Mexique : un puissant séisme secoue l’ouest du pays. Le tremblement de terre de oscillation 7,7 sur l’échelle de Richter, a fait au moins un mort et a été ressenti jusque dans la déterminante Mexico, dont les habitants se sont précipités dans les rues pour se mettre à l’abri. Deux hôpitaux ont été endommagés dans l’État de Michoacan, proche de l’épicentre du séisme. C’est la troisième fois de son histoire que le Mexique est frappé pour un tremblement de terre un 19 septembre. En 1985, un puissant séisme avait fait des milliers de morts et d’importants dégâts à Mexico, et en 2017, quelque 350 personnes avaient péri lors d’un nouveau tremblement de terre dévastateur. “Cela ressemble plus à une blague macabre qu’à une coïncidence”, note El Universal. Les deux précédents séismes “ont été des coups durs pour le pays dont les blessures n’ont souvent pas fini de cicatriser”, remarque le quotidien mexicain.

La juge irlandaise Siofra O’Leary, première femme à la tête de la assemblée européenne des droits de l’homme. Élue lundi, la magistrate succédera en novembre au juge islandais Robert Spano, en poste depuis le printemps 2020. Âgée de 53 ans, Siofra O’Leary est devenue juge à la assemblée européenne des droits de l’homme (CEDH) en 2015 avant de devenir vice-présidente en janvier. La Dublinoise “prend ses fonctions à un moment où la assemblée est confrontée à des défis, notamment la non-exécution de certains jugements pour des États membres, et des tensions avec le Royaume-Uni où le pourti conservateur au pouvoir a bridé certaines des décisions de la assemblée”, remarque The Irish Times.

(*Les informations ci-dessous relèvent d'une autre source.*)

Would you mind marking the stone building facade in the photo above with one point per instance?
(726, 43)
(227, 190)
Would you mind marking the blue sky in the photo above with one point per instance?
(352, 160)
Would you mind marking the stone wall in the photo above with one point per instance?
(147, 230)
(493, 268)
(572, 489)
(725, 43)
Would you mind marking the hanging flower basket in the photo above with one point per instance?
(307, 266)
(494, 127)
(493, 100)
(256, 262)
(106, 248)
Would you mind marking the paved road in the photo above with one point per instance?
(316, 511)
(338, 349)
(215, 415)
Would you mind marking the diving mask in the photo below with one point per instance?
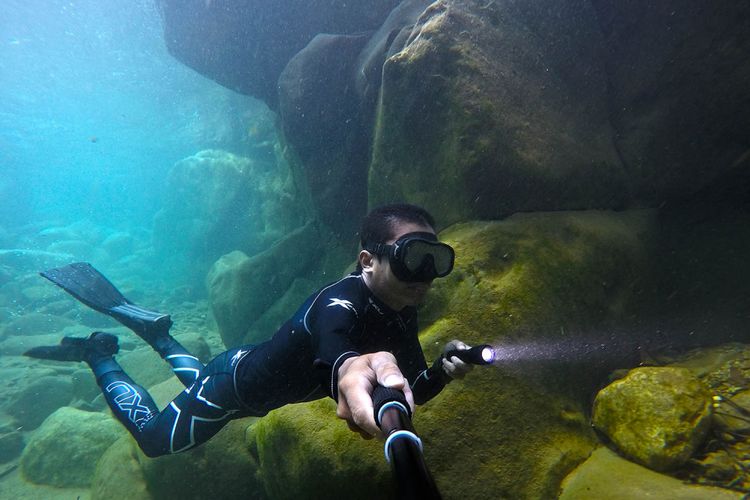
(417, 257)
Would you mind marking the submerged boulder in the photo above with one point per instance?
(489, 104)
(246, 45)
(65, 449)
(242, 288)
(657, 416)
(218, 202)
(607, 475)
(39, 399)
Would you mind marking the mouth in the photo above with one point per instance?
(419, 287)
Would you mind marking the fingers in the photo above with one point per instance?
(356, 383)
(357, 379)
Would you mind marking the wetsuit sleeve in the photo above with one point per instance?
(333, 328)
(426, 383)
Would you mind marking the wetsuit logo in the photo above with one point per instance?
(237, 357)
(343, 303)
(129, 402)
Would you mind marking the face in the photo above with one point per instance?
(377, 273)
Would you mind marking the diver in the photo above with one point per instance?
(345, 339)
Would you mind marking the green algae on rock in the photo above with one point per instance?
(242, 288)
(607, 475)
(470, 135)
(518, 428)
(50, 459)
(657, 416)
(305, 452)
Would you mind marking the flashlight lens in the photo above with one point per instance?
(488, 355)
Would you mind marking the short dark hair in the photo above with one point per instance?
(379, 225)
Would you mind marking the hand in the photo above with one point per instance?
(358, 377)
(454, 367)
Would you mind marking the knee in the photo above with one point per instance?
(152, 451)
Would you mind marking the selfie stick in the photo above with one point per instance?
(403, 448)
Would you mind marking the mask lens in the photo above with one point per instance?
(419, 253)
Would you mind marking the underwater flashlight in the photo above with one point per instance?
(478, 355)
(403, 448)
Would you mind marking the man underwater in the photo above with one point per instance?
(345, 339)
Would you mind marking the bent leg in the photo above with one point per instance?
(193, 417)
(185, 366)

Plus de 200 militaires arméniens tués lors d’affrontements avec l’Azerbaïdjan. 207 personnes sont décédées dont 3 civils, et près de 300 ont été blessées, selon un nouveau bilan annoncé lundi pour le Conseil de sécurité arménien. Côté azerbaïdjanais, le bilan est à ce jour de 79 militaires tués, selon Bakou, depuis le début des affrontements frontaliers qui ont éclaté mardi dernier. Il s’agit d’une escalade inédite depuis 2020, menaçant de torpiller un processus de paix fragile entre l’Arménie et l’Azerbaïdjan. Témoin des affrontements de ces derniers jours, le photographe Karen Minasyan a expliqué à Radio Free Europe que “de nombreux Arméniens prédisent que les hostilités vont probablement se poursuivre”. “Maintenant, les gens recherchent n’importe quelle aide de l’extérieur, y compris sous la forme d’armes”, a-t-il souligné. Dimanche, en visite à Erevan, la présidente de la Chambre des représentants américaine, Nancy Pelosi, avait condamné les attaques “illégales” de Bakou. Son déplacement dans la déterminante arménienne marquait un nouveau signe de rapprochement entre Washington et Erevan, au moment où Moscou, médiateur traditionnel dans cette région, a les mains occupées avec les difficultés de son offensive en Ukraine.